Plotting a Pineapple Pattern

Digital Image

Digital Image

Digital Image

Digital Image
I know that to you this just looks like pretty paper in a nice home. But this arched alcove around the French doors leading to the study was actually a notable feat of engineering. It took about two hours. And it also took a full double roll – a reason that I factored in when I measured for this room.

There is a “pineapple” dead-center on top of the door, which grounds the whole space.

Next, first, the “pineapple” looking thingies are exactly centered on each wall on either side of the French doors (which were not the same width, BTW). Second, allowing for the wallpaper pattern’s drop match, they are perfectly synced with the pattern to the right. This was harder to do than it sounds, because these strips around the French doors do not run all the way up to the crown molding, so there was nothing to line them up with.

Third, when you look to the left of the French doors, the pattern between the moldings continues on with the pattern to the left of the molding, as if the fluted molding was not there. OK, that may be difficult to follow. But it makes sense to ME.

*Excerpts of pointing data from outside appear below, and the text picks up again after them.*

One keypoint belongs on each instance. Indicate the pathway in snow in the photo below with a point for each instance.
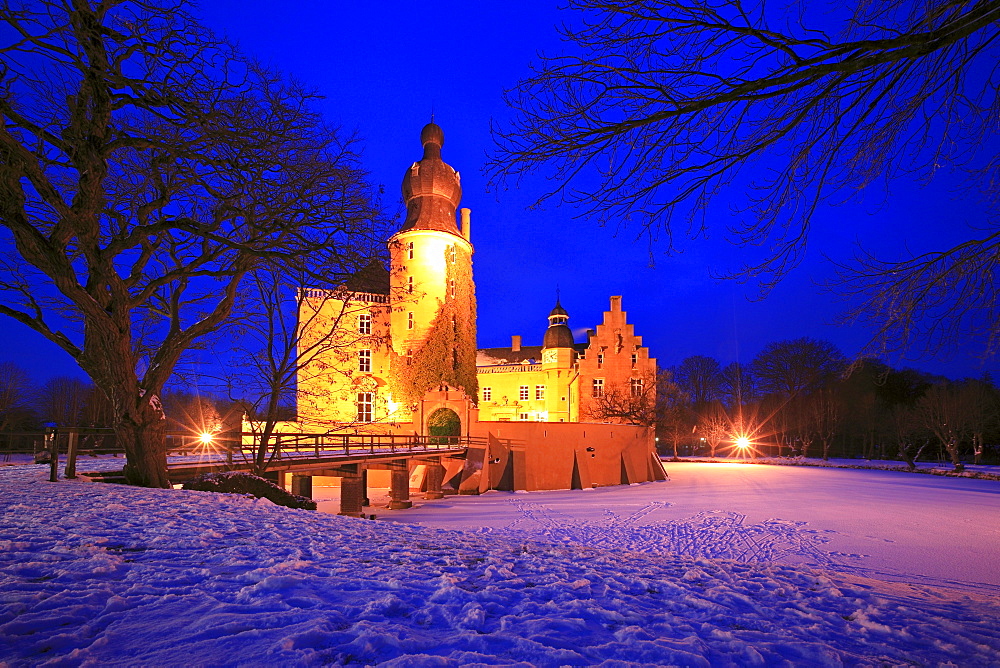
(95, 575)
(883, 524)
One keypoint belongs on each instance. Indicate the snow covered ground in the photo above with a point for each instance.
(94, 574)
(885, 524)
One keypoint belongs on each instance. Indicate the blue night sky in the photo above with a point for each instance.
(384, 66)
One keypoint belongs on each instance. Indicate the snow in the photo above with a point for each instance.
(724, 565)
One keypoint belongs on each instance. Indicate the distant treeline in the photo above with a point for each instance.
(804, 397)
(26, 406)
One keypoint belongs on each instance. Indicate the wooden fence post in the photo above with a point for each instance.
(73, 436)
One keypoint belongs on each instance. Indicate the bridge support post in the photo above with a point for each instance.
(302, 485)
(351, 494)
(434, 478)
(399, 486)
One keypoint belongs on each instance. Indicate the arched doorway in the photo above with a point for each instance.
(444, 425)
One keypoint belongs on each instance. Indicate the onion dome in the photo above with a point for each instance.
(431, 188)
(558, 335)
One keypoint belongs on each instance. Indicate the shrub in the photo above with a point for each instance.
(239, 482)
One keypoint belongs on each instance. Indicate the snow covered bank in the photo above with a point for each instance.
(102, 574)
(882, 524)
(979, 471)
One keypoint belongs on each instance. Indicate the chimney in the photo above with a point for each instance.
(467, 224)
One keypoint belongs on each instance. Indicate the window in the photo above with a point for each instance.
(366, 401)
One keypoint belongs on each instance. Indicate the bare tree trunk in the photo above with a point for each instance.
(144, 441)
(952, 447)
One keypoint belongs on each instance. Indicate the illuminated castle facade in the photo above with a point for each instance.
(413, 329)
(403, 357)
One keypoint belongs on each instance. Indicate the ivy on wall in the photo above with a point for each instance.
(448, 354)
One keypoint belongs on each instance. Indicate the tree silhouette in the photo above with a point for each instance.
(145, 168)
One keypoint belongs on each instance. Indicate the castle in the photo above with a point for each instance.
(402, 356)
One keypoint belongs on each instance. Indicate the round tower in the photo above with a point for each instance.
(558, 357)
(433, 318)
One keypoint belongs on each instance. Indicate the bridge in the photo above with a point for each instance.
(346, 456)
(297, 457)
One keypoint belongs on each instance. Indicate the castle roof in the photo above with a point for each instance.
(373, 277)
(558, 336)
(431, 188)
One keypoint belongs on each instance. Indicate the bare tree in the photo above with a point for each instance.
(980, 398)
(659, 108)
(700, 377)
(632, 402)
(145, 168)
(715, 424)
(62, 400)
(15, 395)
(944, 412)
(738, 385)
(801, 366)
(674, 418)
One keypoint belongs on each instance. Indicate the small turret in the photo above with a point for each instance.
(558, 335)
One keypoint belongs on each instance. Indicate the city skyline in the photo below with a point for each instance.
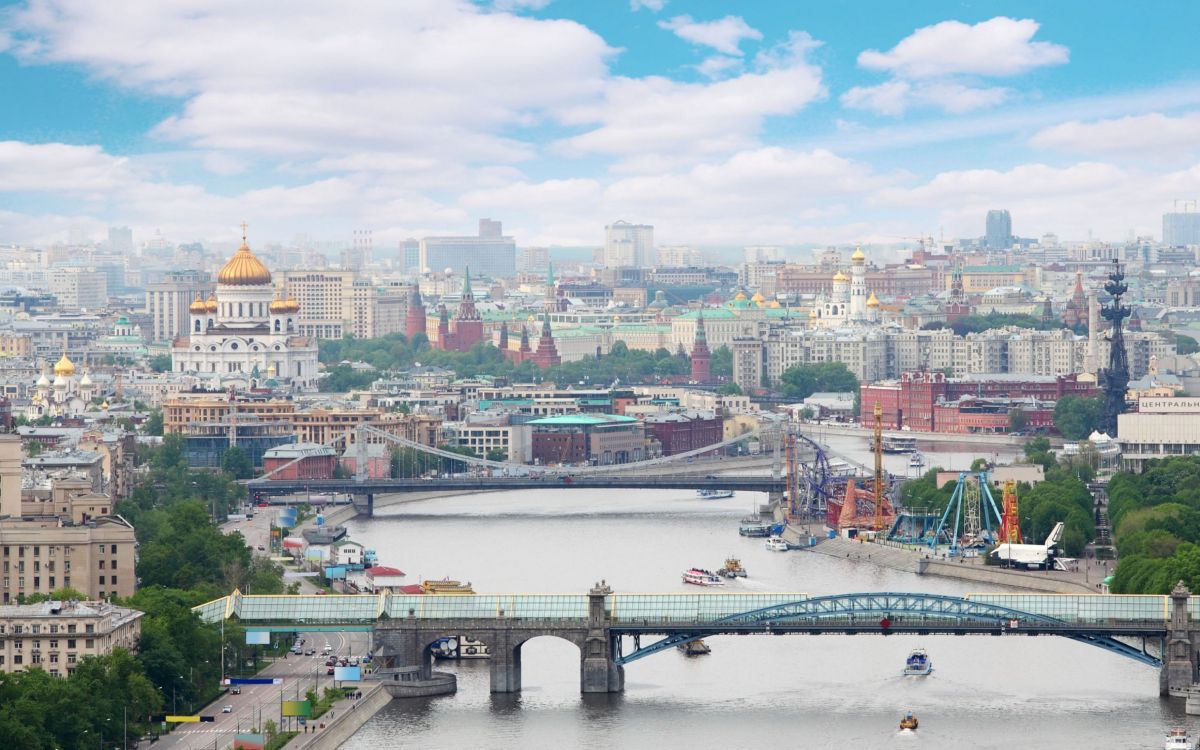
(719, 125)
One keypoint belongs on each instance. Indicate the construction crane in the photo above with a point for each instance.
(1009, 523)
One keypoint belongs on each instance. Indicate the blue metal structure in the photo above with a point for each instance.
(898, 612)
(959, 507)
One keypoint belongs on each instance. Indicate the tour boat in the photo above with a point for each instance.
(695, 648)
(1179, 739)
(918, 664)
(754, 529)
(732, 569)
(699, 576)
(777, 544)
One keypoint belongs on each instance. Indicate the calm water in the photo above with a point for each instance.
(797, 691)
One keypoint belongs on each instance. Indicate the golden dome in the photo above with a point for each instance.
(64, 367)
(244, 269)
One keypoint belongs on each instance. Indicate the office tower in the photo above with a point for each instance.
(491, 255)
(120, 240)
(167, 301)
(628, 245)
(1000, 229)
(1182, 227)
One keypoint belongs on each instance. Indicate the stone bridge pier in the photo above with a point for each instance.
(1181, 648)
(406, 660)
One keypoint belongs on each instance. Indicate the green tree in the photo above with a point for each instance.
(160, 363)
(803, 381)
(237, 463)
(1077, 417)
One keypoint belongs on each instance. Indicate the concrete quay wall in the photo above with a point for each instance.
(348, 720)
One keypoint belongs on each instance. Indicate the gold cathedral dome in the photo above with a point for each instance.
(244, 269)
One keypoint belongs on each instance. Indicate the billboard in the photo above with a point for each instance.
(347, 673)
(295, 708)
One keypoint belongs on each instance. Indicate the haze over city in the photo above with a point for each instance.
(723, 125)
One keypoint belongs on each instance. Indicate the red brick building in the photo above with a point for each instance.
(679, 433)
(931, 402)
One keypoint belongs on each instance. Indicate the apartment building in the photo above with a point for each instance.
(57, 635)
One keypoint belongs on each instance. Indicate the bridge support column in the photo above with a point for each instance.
(1180, 657)
(505, 664)
(598, 671)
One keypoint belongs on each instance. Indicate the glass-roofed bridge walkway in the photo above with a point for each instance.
(609, 628)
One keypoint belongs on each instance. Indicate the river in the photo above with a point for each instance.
(795, 691)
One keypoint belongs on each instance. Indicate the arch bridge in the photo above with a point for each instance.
(610, 628)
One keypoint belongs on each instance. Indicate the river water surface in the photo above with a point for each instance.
(751, 691)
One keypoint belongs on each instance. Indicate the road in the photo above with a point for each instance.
(261, 703)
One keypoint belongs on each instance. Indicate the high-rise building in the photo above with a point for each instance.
(628, 245)
(1181, 228)
(335, 304)
(120, 240)
(168, 300)
(79, 288)
(1000, 229)
(490, 255)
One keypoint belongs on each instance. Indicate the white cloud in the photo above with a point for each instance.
(895, 97)
(1149, 135)
(999, 47)
(941, 66)
(724, 35)
(653, 117)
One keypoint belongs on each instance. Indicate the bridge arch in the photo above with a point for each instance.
(895, 612)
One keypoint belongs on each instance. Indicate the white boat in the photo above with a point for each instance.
(918, 664)
(1179, 739)
(699, 576)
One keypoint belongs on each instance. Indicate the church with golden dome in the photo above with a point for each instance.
(66, 395)
(245, 335)
(849, 303)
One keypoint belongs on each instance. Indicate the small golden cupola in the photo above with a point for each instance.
(64, 367)
(244, 269)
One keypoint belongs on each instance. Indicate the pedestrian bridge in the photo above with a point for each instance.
(609, 628)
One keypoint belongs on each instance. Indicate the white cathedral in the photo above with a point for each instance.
(849, 303)
(245, 335)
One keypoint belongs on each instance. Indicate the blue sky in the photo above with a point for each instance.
(723, 124)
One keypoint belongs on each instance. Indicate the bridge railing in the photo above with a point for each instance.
(1086, 607)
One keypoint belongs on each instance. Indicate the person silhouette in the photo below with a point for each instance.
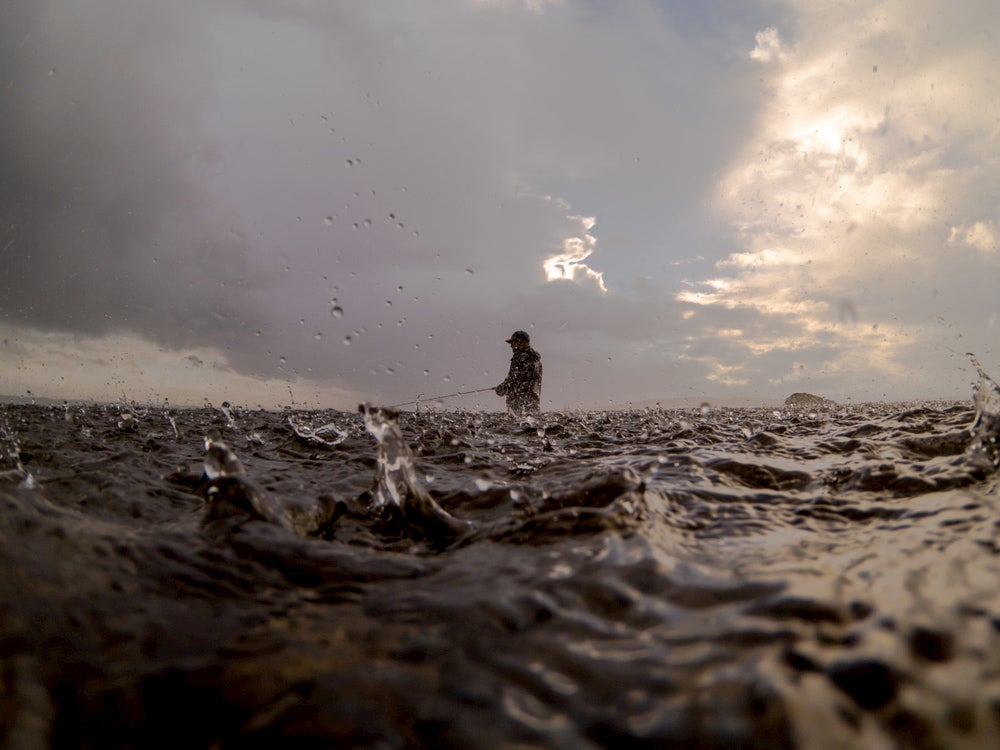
(523, 384)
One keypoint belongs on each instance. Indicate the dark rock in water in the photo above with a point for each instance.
(871, 683)
(809, 401)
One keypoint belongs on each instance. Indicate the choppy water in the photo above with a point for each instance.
(727, 578)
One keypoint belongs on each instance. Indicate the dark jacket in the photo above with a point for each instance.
(523, 385)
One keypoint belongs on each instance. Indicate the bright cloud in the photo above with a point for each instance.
(864, 168)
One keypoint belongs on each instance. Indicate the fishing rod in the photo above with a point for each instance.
(438, 398)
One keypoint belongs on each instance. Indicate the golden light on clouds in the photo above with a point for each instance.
(867, 151)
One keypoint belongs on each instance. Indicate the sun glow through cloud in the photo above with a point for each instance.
(569, 263)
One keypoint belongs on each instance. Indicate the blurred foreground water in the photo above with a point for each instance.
(694, 578)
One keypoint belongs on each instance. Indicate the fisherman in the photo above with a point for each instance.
(523, 385)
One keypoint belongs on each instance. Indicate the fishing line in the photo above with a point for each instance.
(438, 398)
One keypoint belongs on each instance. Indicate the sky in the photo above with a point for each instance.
(320, 203)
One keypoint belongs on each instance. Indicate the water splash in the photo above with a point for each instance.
(327, 435)
(396, 483)
(984, 447)
(10, 453)
(231, 493)
(225, 409)
(221, 461)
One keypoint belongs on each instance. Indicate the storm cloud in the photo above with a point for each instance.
(362, 201)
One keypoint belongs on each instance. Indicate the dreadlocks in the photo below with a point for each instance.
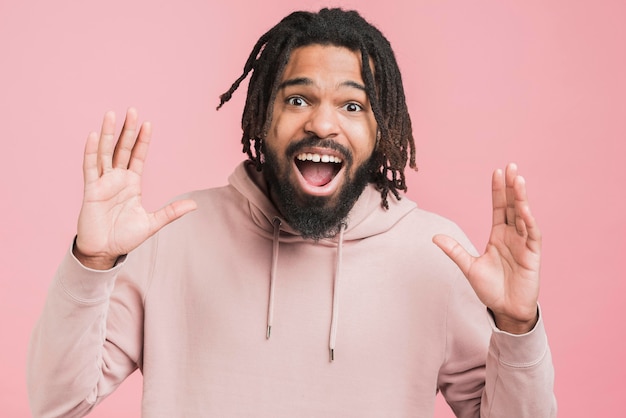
(347, 29)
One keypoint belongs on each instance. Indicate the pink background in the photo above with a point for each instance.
(487, 82)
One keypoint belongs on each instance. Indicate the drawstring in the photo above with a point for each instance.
(335, 308)
(270, 308)
(335, 313)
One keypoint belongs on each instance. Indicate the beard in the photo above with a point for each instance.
(314, 217)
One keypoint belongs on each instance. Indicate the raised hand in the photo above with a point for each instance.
(506, 276)
(112, 220)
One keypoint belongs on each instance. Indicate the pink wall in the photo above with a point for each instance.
(540, 83)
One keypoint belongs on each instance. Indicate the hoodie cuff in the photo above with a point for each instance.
(83, 284)
(524, 350)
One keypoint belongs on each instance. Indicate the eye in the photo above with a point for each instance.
(353, 107)
(296, 101)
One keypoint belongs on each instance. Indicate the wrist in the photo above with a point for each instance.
(513, 325)
(94, 262)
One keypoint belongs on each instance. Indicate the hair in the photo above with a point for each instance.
(384, 89)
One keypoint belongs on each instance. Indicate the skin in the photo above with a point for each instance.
(322, 98)
(322, 94)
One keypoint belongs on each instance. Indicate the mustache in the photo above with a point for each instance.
(296, 147)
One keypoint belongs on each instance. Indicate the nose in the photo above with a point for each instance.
(322, 122)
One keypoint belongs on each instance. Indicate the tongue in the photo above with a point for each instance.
(317, 174)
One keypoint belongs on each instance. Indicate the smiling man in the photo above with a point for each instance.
(307, 286)
(318, 150)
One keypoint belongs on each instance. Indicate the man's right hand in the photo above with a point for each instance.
(112, 221)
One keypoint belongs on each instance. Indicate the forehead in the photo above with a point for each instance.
(318, 62)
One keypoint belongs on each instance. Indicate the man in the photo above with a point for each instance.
(303, 288)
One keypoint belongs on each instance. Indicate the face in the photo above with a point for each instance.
(321, 138)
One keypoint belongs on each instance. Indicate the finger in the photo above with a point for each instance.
(171, 212)
(531, 229)
(126, 142)
(498, 198)
(140, 150)
(106, 143)
(90, 159)
(455, 251)
(509, 178)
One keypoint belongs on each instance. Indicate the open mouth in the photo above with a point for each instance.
(318, 169)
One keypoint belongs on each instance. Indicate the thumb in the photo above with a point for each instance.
(455, 251)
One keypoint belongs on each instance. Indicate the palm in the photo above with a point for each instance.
(506, 276)
(112, 220)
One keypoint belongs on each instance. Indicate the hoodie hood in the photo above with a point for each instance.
(367, 218)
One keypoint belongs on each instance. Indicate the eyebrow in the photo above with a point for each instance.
(305, 81)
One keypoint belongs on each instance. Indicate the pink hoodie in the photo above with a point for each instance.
(192, 308)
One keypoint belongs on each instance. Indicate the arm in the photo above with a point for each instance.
(519, 374)
(77, 355)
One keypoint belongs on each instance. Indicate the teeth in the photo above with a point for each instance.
(316, 158)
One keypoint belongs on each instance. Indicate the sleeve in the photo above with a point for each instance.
(74, 357)
(520, 375)
(490, 373)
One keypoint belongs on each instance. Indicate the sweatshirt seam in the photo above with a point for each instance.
(75, 298)
(520, 365)
(153, 258)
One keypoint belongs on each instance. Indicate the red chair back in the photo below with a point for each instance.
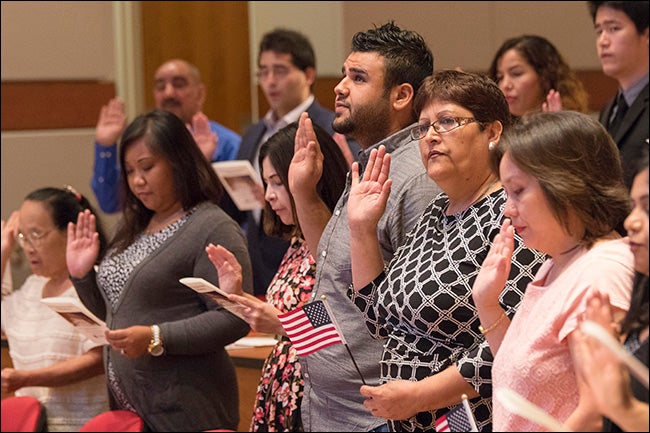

Bottom line: The wallpaper pattern is centered at the top, and then balanced top-to-bottom, and left-to-right. This involved a lot of plotting, some crafty trimming, some splicing – and even some faking. I’ll bet that you can’t spot where. 🙂

This wallpaper pattern is printed on a trendy non-woven “eco-friendly” non-woven material, and is by Thibaut Designs. The interior designer is Pamela O’Brien of Pamela Hope Designs, here in Houston.